Greenpeace activities achieve spectacular results but saving the planet isn’t cheap. An inflatable zodiac boat used in a peaceful direct action can cost upwards of $80,000. A campaigner on the ground protecting out precious forests needs equipment, security training, telecommunications and more.
Here are some examples of how gifts in Wills have changed the world.
Protecting our Forests
From the world’s largest butterfly to the last remaining orangutans, the diversity of life in our ancient forests is staggering. Yet each year 13 million hectares of forest are destroyed, often illegally. Greenpeace is working at the frontlines of forest destruction in the Amazon, the Congo, the Paradise Forests of the Pacific, Indonesia and in Canada’s boreal forest.
One of many successes:
It took many years of concerted protests, actions and negotiations by Greenpeace but it was worth the effort – in 2010 the Boreal Forest Conservation Agreement was established protecting two-thirds of Canada’s vast forests from unsustainable logging. Greenpeace worked tirelessly with other organisations to ensure the protection of an area of pristine forest twice the size of Germany. It stores billions of tonnes of carbon and is critical to the survival of the endangered woodland caribou.
Defending our Oceans
For centuries, the oceans have been considered an inexhaustible resource from which people could take as much as they wanted. Many marine ecosystems are at the point of collapse and will be destroyed unless we act quickly to protect them from the most serious threats. With its own fleet of ships, Greenpeace takes to the high seas to defends whales, dolphins, fish and other threatened ocean species.
One of many successes:
Commercial whaling banned Without our efforts the planet’s largest living creature, the blue whale, might well be extinct by now.
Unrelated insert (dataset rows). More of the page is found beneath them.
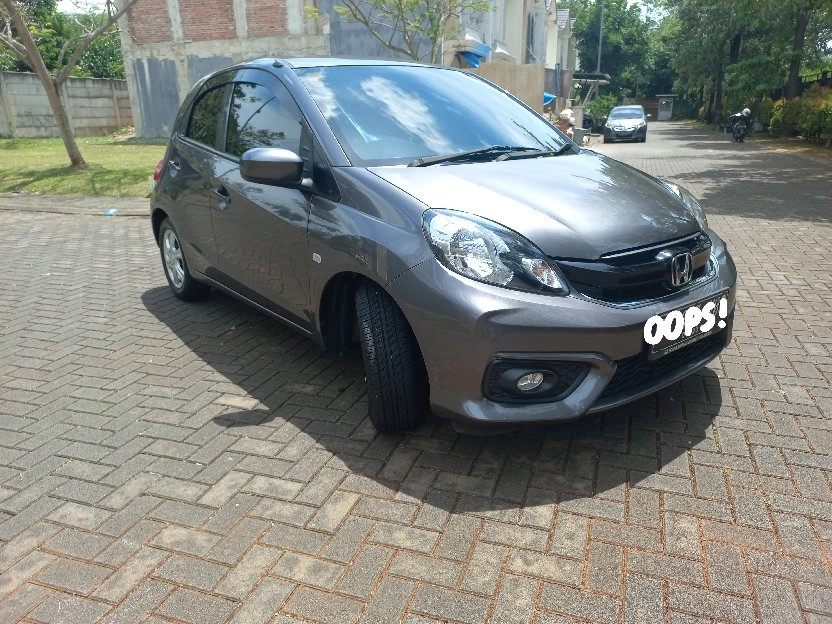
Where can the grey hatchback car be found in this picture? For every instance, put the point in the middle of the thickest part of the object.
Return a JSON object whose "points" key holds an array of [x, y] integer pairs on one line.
{"points": [[487, 268], [626, 123]]}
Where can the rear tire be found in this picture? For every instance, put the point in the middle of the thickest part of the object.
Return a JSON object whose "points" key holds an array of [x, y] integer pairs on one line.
{"points": [[179, 277], [396, 377]]}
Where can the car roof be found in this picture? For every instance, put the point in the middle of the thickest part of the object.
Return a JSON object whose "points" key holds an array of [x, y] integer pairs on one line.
{"points": [[330, 61], [630, 108]]}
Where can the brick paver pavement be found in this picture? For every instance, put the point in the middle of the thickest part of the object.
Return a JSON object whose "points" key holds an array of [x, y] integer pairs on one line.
{"points": [[172, 462]]}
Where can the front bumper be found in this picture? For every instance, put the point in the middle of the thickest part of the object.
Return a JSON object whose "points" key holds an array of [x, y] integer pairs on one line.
{"points": [[463, 327], [634, 134]]}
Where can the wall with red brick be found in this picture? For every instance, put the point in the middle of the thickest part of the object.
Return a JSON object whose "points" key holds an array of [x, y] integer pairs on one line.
{"points": [[149, 22], [266, 18], [207, 20]]}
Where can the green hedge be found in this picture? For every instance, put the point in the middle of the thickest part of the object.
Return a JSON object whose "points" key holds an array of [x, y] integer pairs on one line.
{"points": [[810, 114]]}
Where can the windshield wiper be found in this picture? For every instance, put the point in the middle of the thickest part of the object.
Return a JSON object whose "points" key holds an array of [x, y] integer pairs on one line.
{"points": [[535, 153], [494, 150]]}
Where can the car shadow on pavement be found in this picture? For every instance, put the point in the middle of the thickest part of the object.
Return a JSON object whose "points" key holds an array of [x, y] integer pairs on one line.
{"points": [[293, 409], [748, 180]]}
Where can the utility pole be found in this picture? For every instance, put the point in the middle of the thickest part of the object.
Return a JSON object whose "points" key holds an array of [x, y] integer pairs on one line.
{"points": [[600, 42]]}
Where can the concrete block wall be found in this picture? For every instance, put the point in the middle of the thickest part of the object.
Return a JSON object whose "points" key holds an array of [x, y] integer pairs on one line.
{"points": [[525, 82], [94, 105], [169, 44]]}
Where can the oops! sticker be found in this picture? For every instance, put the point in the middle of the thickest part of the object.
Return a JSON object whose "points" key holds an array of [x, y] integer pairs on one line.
{"points": [[697, 319]]}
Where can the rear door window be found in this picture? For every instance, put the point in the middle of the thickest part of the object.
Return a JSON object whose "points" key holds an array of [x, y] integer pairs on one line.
{"points": [[207, 117]]}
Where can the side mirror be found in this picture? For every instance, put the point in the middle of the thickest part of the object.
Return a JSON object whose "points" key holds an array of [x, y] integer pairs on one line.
{"points": [[271, 165]]}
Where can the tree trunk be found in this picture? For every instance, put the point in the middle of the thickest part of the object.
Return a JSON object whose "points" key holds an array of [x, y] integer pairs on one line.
{"points": [[52, 88], [793, 83]]}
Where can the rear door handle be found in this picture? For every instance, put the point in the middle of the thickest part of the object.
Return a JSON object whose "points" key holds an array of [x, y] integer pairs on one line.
{"points": [[223, 196]]}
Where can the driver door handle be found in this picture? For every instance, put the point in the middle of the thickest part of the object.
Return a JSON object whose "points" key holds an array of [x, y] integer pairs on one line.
{"points": [[223, 196]]}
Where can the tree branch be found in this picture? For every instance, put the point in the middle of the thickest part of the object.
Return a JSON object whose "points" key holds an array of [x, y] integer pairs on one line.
{"points": [[63, 73]]}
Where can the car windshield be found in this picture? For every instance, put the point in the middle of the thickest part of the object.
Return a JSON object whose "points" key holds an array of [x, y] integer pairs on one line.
{"points": [[626, 113], [393, 115]]}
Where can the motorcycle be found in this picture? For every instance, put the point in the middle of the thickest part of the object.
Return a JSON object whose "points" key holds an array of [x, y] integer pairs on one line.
{"points": [[739, 126]]}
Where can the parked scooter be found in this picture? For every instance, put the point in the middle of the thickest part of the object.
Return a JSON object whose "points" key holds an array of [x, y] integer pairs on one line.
{"points": [[740, 123]]}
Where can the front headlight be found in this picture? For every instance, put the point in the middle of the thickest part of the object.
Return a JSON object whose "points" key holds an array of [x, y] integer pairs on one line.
{"points": [[690, 201], [490, 253]]}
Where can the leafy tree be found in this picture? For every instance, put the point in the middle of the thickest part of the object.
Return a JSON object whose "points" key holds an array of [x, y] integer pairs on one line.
{"points": [[730, 55], [414, 28], [103, 58], [19, 29], [624, 45], [50, 30]]}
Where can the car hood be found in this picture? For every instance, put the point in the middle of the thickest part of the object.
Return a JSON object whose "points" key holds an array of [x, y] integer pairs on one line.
{"points": [[626, 121], [580, 206]]}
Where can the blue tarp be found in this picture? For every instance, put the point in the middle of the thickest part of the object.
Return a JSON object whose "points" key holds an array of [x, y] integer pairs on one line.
{"points": [[473, 59]]}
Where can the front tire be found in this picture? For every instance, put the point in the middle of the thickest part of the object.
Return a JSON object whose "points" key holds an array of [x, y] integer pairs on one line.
{"points": [[396, 377], [179, 277]]}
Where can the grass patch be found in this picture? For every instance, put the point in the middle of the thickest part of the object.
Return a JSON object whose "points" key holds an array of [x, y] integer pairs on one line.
{"points": [[115, 167]]}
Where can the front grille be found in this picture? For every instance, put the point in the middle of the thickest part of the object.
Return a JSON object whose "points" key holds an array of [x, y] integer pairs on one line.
{"points": [[637, 372], [636, 275]]}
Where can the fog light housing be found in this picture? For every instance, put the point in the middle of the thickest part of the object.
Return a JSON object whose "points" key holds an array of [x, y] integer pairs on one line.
{"points": [[510, 380], [530, 381]]}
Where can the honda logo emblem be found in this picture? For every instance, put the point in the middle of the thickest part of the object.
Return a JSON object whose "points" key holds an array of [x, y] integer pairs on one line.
{"points": [[681, 269]]}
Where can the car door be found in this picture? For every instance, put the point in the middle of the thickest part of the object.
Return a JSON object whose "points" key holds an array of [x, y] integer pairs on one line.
{"points": [[261, 230], [193, 163]]}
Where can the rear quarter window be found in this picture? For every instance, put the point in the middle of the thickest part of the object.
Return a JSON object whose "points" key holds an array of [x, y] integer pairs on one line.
{"points": [[206, 117]]}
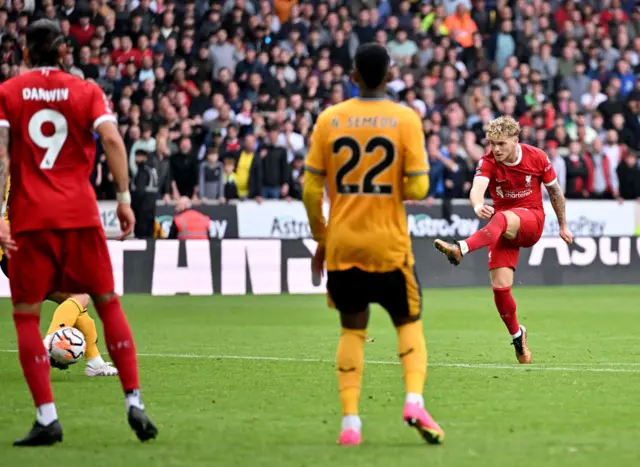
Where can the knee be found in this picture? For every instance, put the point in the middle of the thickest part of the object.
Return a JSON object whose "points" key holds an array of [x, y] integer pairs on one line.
{"points": [[103, 298], [82, 299], [501, 278], [513, 223], [402, 320]]}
Despite the 1986 ban on commercial whaling, the Greenpeace fleet has had to intervene many times to save whales. In 2008 alone our ships saved 100 whales from certain death by harpooning. Now our efforts include turning the people of Japan against whaling.
Saving our Climate
Climate change is the most formidable challenge of our time and our legacy to future generations depends on the action we take today. Greenpeace is a pioneer of climate protection, fighting to reduce greenhouse gases, promoting renewable energies, championing low emission farming and showing how international funding can protect ancient forests for our future.
One of many successes:
Climate-changing shale oil industry stopped
In 2004 we celebrated a major victory for the environment as the controversial Stuart Shale Oil Project in Queensland was shut down indefinitely after a six-year campaign by Greenpeace. Shale oil is one of the most environmentally damaging ways of getting fossil fuel out of the ground and is also a major climate changer. It puts the environment and local people’s health at risk and the Stuart Shale Oil Project would have spelled disaster for our iconic Great Barrier Reef.